Network Analyst in Python Loop becomes exponentially slower

FrankCardone1 · ‎09-25-2023

Hi Everyone,

I have an ArcGIS Python Toolbox that loops through a Location-Allocation problem, to analyze changes in allocation based on our growth forecasts. When I run it, the first iteration of the loop takes 10 minutes, but every subsequent loop takes much longer than the previous. By the 10th iteration, it takes multiple hours. Any idea on what is going wrong?

Code:

import arcpy

import os
import pandas as pd
import numpy as np
import arcgis
from arcgis.features import GeoAccessor, GeoSeriesAccessor



def location_allocation_tool(nd_layer, travel_mode, geodatabase, demand, scc_layer, line_barriers, search_cutoff, site_count=20):
    if 'yr0' in demand:
        year_tag = 'Capacity_Current'
    else:
        year_tag = demand.split("_")[-1]   
    print(year_tag)
    demand_lyr = 'demand_lyr'
    capacity_column = [x.name for x in arcpy.ListFields(scc_layer) if year_tag in x.name][0]
    arcpy.AddMessage("begin optimization for {}...".format(demand))
    arcpy.MakeFeatureLayer_management(demand, demand_lyr)
    out_cluster = "cluster_" + demand
    arcpy.AddJoin_management(demand_lyr, "OBJECTID", out_cluster, "SOURCE_ID")
    cluster_expression = [x.name for x in arcpy.ListFields(demand_lyr) if "CLUSTER" in x.name][0] + " = -1"
    arcpy.SelectLayerByAttribute_management(demand_lyr, "NEW_SELECTION", cluster_expression)
    mean_centers = "meancenter_" + demand
    mean_centers_lyr = mean_centers + "_lyr"
    arcpy.MakeFeatureLayer_management(mean_centers, mean_centers_lyr, arcpy.AddFieldDelimiters(mean_centers, "CLUSTER_ID") + " >= 0") # clustered stores

    loc_alloc = arcpy.nax.LocationAllocation(nd_layer)
    loc_alloc.accumulateAttributeNames = ['miles']
    loc_alloc.travelMode = travel_mode
    loc_alloc.travelDirection = arcpy.nax.TravelDirection.FromFacility
    loc_alloc.problemType = arcpy.nax.LocationAllocationProblemType.MaximizeCapacitatedCoverage
    loc_alloc.facilityCount = site_count
    loc_alloc.defaultImpedanceCutoff = search_cutoff
    loc_alloc.lineShapeType = arcpy.nax.LineShapeType.StraightLine
    loc_alloc.distanceUnits = arcpy.nax.DistanceUnits.Miles
    loc_alloc.timeUnits = arcpy.nax.TimeUnits.Minutes

    field_mappings_facilities = loc_alloc.fieldMappings(arcpy.nax.LocationAllocationInputDataType.Facilities)
    field_mappings_facilities["Name"].mappedFieldName = "scc_number"
    field_mappings_facilities["Capacity"].mappedFieldName = capacity_column
    loc_alloc.load(arcpy.nax.LocationAllocationInputDataType.Facilities, scc_layer, field_mappings_facilities, append=False)

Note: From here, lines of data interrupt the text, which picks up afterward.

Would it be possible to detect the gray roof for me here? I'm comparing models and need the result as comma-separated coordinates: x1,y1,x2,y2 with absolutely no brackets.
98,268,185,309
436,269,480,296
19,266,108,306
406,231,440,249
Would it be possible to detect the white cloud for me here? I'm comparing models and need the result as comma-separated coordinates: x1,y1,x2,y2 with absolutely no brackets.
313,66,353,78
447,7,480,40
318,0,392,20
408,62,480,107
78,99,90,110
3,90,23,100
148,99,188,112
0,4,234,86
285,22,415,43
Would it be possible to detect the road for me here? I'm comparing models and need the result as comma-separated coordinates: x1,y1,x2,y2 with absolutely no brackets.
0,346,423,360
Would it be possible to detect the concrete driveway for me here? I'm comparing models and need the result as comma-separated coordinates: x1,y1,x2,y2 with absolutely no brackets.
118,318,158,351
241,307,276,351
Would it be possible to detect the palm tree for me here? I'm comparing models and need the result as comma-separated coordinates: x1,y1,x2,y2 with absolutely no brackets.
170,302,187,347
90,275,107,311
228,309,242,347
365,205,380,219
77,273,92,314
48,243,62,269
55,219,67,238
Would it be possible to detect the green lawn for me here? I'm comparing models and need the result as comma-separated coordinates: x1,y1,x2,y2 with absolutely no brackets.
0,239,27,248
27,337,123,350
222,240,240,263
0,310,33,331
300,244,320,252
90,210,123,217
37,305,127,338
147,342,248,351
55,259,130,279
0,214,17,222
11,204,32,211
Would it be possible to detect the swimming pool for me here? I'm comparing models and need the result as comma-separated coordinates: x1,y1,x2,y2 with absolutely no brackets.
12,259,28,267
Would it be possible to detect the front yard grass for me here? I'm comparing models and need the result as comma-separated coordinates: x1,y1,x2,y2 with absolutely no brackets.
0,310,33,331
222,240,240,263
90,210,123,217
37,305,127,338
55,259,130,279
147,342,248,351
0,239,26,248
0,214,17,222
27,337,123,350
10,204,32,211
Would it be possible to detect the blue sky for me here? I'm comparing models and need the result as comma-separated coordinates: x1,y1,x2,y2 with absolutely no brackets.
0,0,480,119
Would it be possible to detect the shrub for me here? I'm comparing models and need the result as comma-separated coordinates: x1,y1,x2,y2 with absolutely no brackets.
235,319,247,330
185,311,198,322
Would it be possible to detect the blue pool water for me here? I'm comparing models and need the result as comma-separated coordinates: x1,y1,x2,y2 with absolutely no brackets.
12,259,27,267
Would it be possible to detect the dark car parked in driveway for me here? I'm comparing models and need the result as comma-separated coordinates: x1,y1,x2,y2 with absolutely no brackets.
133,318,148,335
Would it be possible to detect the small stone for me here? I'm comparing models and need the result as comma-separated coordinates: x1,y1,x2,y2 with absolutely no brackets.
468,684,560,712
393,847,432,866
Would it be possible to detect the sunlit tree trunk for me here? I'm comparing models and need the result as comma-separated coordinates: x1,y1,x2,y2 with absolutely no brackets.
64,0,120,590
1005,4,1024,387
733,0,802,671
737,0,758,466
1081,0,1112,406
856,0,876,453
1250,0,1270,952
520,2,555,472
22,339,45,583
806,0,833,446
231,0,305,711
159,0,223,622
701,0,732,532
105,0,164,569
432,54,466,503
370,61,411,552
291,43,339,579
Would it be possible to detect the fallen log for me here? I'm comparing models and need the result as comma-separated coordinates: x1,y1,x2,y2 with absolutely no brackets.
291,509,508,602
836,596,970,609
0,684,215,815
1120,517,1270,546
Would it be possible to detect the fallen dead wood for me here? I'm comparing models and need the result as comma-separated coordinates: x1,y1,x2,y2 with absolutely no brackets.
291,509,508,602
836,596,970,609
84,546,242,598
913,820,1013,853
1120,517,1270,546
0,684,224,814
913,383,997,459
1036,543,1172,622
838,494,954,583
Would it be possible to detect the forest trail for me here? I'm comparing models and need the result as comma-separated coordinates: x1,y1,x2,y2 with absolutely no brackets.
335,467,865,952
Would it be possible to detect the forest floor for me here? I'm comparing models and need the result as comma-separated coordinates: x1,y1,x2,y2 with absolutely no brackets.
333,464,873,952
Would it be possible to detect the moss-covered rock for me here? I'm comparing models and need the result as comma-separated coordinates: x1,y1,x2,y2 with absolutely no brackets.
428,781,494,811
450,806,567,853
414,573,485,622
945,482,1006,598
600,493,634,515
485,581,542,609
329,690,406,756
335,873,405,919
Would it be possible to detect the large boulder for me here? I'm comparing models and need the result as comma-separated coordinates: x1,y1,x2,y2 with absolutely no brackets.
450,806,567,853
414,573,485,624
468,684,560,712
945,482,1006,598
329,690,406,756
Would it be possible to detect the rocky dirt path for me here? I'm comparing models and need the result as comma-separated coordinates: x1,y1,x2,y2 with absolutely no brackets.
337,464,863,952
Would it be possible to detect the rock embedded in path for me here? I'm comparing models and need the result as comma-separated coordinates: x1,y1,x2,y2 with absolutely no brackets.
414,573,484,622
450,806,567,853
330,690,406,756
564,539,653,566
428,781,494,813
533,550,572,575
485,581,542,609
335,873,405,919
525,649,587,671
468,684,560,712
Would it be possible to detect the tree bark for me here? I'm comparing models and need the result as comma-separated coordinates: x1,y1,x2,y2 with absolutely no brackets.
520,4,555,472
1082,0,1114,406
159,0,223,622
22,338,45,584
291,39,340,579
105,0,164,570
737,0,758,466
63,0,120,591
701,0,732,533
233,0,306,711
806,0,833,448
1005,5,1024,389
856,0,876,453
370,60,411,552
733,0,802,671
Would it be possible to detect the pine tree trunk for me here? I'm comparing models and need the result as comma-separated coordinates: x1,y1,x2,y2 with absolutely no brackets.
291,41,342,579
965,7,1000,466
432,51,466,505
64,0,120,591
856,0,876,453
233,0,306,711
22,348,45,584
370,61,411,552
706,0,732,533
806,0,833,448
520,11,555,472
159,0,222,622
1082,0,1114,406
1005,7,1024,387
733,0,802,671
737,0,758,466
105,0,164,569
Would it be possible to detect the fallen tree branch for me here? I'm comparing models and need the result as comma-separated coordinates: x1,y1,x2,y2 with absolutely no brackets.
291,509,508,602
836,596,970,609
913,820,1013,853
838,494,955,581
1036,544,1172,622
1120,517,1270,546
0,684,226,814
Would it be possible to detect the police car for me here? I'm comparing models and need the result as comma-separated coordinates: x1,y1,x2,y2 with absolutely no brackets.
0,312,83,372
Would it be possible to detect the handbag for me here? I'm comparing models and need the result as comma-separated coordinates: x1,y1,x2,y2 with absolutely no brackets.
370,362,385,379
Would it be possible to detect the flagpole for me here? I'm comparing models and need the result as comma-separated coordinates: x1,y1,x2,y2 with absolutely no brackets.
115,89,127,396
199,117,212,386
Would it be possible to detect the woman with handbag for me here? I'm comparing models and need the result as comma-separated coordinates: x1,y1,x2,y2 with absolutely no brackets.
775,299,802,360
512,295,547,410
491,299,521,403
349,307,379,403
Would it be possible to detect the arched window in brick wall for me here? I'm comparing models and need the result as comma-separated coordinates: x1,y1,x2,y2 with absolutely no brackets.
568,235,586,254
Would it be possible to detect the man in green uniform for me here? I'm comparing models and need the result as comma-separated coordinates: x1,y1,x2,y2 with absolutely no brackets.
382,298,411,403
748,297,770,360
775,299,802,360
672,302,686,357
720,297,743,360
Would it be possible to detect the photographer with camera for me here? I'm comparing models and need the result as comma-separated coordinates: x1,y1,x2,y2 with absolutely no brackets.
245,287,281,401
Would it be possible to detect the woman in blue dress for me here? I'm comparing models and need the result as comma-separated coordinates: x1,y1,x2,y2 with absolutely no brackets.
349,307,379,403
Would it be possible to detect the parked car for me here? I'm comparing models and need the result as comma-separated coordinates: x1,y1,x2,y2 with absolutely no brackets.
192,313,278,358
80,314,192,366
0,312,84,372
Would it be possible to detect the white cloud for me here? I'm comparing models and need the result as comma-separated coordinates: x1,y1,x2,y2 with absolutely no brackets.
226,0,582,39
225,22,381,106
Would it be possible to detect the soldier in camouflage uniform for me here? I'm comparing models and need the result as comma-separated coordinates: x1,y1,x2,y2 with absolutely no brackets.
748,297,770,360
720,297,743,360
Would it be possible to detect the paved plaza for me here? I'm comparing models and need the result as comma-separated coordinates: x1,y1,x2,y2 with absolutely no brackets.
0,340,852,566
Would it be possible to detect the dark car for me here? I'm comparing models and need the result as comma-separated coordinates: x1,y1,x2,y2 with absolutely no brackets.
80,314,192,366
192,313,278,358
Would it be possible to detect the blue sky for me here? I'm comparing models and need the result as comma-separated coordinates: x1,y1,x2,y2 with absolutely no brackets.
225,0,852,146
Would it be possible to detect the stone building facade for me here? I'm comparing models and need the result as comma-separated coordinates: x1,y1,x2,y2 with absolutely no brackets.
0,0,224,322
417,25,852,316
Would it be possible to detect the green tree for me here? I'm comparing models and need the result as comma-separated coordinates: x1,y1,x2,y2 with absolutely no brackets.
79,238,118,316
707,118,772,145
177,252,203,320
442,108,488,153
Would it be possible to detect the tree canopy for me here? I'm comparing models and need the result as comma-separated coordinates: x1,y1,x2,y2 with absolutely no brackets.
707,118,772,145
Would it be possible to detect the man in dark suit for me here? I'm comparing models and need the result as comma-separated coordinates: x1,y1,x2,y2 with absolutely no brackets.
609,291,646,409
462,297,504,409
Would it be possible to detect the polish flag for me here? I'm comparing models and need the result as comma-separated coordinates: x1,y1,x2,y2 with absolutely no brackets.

    #load non clustered stores
    field_mappings_demand = loc_alloc.fieldMappings(arcpy.nax.LocationAllocationInputDataType.DemandPoints, use_location_fields=True)
    field_mappings_demand["Name"].mappedFieldName = demand + ".store_number"
    field_mappings_demand["Weight"].mappedFieldName = demand + ".avg_weekly_net_weight_dough"
    for field in ['SourceID', 'SourceOID', 'PosAlong', 'SideOfEdge', 'CurbApproach', 'TimeCutoff', 'DistanceCutoff', 'Bearing', 'BearingTol', 'NavLatency', 'Cutoff']:
        field_mappings_demand[field].mappedFieldName = demand + ".{}".format(field)
    loc_alloc.load(arcpy.nax.LocationAllocationInputDataType.DemandPoints, demand_lyr, field_mappings_demand, append=False)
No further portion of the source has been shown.